The foundation, named after the famed Portuguese-born University of Michigan professor who specialized in healthcare quality, is devoted to organizational improvement, peer review and facility accreditation. To develop standards, the foundation has teamed up with America's Joint Commission on Accreditation of Healthcare Organizations. Two years ago, the Hospital General de Catalunya, a private facility in suburban Barcelona, became the first non-American hospital outside the U.S. or its military outposts to land the Joint Commission's seal of approval.

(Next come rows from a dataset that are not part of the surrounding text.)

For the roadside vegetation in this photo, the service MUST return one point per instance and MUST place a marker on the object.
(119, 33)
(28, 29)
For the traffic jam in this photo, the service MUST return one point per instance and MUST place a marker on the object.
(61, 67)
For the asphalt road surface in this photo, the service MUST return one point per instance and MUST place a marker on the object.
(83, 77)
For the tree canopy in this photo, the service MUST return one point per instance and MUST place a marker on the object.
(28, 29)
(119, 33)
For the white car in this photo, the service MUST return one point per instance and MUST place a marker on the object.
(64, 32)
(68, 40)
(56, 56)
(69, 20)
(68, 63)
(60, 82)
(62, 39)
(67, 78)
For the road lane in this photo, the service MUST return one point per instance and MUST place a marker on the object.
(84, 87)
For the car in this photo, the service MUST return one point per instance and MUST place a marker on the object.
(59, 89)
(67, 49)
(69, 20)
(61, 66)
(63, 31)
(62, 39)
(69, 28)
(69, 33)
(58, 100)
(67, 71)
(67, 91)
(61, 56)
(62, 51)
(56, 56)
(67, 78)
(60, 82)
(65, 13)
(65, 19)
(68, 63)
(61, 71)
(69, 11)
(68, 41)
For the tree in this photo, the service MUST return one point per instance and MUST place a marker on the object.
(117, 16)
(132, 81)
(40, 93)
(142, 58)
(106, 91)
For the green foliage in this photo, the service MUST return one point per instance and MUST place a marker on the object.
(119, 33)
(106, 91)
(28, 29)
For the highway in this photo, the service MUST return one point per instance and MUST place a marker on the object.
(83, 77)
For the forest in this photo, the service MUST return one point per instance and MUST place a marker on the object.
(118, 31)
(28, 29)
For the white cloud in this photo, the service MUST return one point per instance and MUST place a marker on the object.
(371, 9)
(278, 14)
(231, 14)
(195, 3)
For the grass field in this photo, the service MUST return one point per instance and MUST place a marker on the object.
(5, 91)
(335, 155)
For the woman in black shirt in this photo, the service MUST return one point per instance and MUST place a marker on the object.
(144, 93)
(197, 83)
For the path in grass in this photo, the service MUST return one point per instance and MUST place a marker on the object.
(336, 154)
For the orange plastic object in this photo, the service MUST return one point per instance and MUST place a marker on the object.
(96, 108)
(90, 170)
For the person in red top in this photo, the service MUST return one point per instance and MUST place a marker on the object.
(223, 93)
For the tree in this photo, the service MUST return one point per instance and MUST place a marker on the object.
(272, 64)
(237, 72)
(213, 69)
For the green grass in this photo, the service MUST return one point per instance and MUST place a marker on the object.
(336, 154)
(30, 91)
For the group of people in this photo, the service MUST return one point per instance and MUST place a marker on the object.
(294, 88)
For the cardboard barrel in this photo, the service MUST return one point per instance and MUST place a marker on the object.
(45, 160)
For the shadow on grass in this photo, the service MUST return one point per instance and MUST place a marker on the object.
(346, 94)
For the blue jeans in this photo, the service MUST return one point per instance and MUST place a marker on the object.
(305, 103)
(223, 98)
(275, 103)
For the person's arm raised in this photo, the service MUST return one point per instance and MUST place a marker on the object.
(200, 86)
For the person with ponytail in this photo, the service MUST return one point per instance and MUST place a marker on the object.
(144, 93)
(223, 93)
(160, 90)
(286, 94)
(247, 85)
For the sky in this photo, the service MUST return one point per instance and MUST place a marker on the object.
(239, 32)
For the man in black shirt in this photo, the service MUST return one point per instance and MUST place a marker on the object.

But most of the healthcare establishment remains skeptical. Only one other hospital and one ambulatory-care clinic have joined de Catalunya in receiving JCAHO accreditation. Private hospitals have shown only lukewarm interest, while the government stands by its internal evaluation program.
"We need to keep politics out of the accreditation process and work for international standards designed to encourage continuous improvement across the entire hospital organization," Bohigas says.